Project - Using Weld Bond on Pump House on Oahu Sugar Company


Project


Photo 1 Copyright 2020 Nicholas Kalis

Photo 2 Copyright 2020 Nicholas Kalis
I will assemble and paint Wild West 7/8" Electric Motor DP14 $ 16.00 for the interior of the pump house. While I do not yet have castings for the water pump, we do know that they were electrically operated, hence the electric motor. Given the presumably large size of the pumps, I selected an electric motor that would be larger than the scale I am modeling this building in - O scale.

I have painted the stairs that Robert Sprague prepared the 3D drawing for Shapeways

I also weathered the framing wood. The poured concrete platform is complete - though it will need a louvered vent beneath the doorway. I used spray adhesive to adhere the sandpaper to the five styrene surfaces constituting the base. I used three different paints to show concrete. The front and rear walls have a double top plate.
Two beefed up king studs on the rear wall support a beefed-up header to support a hoist I-beam. Framed side walls will follow. A photograph taken perhaps more than a half century after its construction shows very little rust on the corrugated sheets - my model set in 1944 will have almost zero rust.
Photo 3 Another view of a corrugated metal pump house on Oahu Sugar Company. For modeling purposes, notice the metal exterior staircase.

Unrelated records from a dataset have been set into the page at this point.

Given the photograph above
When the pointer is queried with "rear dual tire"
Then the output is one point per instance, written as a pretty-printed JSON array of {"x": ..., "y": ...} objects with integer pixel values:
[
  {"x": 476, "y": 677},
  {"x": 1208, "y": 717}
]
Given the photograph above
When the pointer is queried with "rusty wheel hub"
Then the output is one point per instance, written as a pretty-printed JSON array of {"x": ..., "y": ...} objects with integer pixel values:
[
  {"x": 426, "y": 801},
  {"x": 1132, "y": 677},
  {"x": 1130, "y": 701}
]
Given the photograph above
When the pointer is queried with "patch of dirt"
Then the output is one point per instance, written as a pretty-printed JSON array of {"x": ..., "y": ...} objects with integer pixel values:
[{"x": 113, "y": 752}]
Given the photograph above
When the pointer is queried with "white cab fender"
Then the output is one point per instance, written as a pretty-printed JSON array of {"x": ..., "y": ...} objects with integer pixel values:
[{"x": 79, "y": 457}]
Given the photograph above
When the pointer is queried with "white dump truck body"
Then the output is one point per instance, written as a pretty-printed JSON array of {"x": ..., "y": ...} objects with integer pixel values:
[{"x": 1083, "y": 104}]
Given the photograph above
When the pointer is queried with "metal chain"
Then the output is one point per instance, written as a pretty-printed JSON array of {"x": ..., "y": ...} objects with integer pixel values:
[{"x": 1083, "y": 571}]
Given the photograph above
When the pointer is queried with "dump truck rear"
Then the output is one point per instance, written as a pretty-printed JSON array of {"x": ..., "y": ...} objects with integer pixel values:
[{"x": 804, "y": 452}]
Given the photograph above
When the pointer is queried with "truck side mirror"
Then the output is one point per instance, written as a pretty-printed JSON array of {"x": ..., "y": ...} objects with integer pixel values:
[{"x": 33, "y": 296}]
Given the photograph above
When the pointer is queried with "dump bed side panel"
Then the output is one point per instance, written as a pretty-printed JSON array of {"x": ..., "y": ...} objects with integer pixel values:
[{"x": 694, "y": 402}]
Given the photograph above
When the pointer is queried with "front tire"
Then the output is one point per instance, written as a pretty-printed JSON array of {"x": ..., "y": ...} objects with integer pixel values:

Photo 4 Copyright 2020 Nicholas Kalis
Here is Crow River Products O-54-A for modeling the chain hoist we see in photographs.

Photo 5 Copyright 2020 Nicholas Kalis
This is the recommended adhesive I used. Seems much thicker than regular Elmer's White Glue


Photo 6 Drawing by Robert Sprague; 3D printed by Shapeways

A Note About Working with Shapeways

Many modelers have decided to make 3D printing a sub-hobby (buying or even building a 3D printer). This can be quite expensive if one wants a 3D printer of equivalent quality to those owned by folks such as Shapeways. Hardware is only the beginning, one must acquire design software (at considerable cost or perhaps a free version) and then one most devote a good deal of time riding the learning curve of this software. Of course, one most also purchase the materials that form the 3D final product(s). One need not go that far to enjoy the benefits of 3D printing. First of all, while Shapeways has been identified as a European company, readers show know they ship their results out of Long Island City (which for those of you not from New York, is located in Queens, near the East River). Second, Shapeways has  stable of designers that can take your drawing and convert it into a CAD (Computer Aided Design)  drawing at fairly low cost (I think a fellow I used charged me $25/hour or so). If you don't have a scale drawing, the designers can still create a CAD drawing for you. And you get to pick which designer you want based on their experience as posted. In the case of these stairs, a friend provided the design work for free. Don't count on finding such friends. When I decided that scratch-building a small fleet of sugar can flat cars would be too much work for me, I found a scale drawing from Narrow Gauge and Shortline Gazette, reproduced same, and sent the pdf to the designer I picked at Shapeways. I was very pleased with his work. There was one kink in my sugar cane project. Shapeways created one set of fine brake levers but when I went to order more levers for follow-on cars, they responded that I needed to go back to my designer to re-work his CAD drawings - seems what I will call frets and fine parts can be tricky. Sheepishly, I must admit I never got around to this.

Don't forget, you will still need to paint any 3D detail you have made. And in many cases, you may need to assemble the item you had 3D printed as printing it in one piece could be cost-prohibitive.

So if you want another hobby (or sub-hobby as I called it earlier) go for it and buy a 3D printer -  the talented Gil Fuchs gave a clinic on this topic some time ago for the Potomac Division (MER/NMRA). But if you just want a few impossible to find parts for your layout, don't hesitate to work with Shapeways.

One final thought. don't just think of 3D printing for engine parts or rolling stock, it just might be that a passenger station you are modeling had distinctive trash receptacle, for instance, and that your station platforms just don't look right without them - then 3D printing can come to the rescue.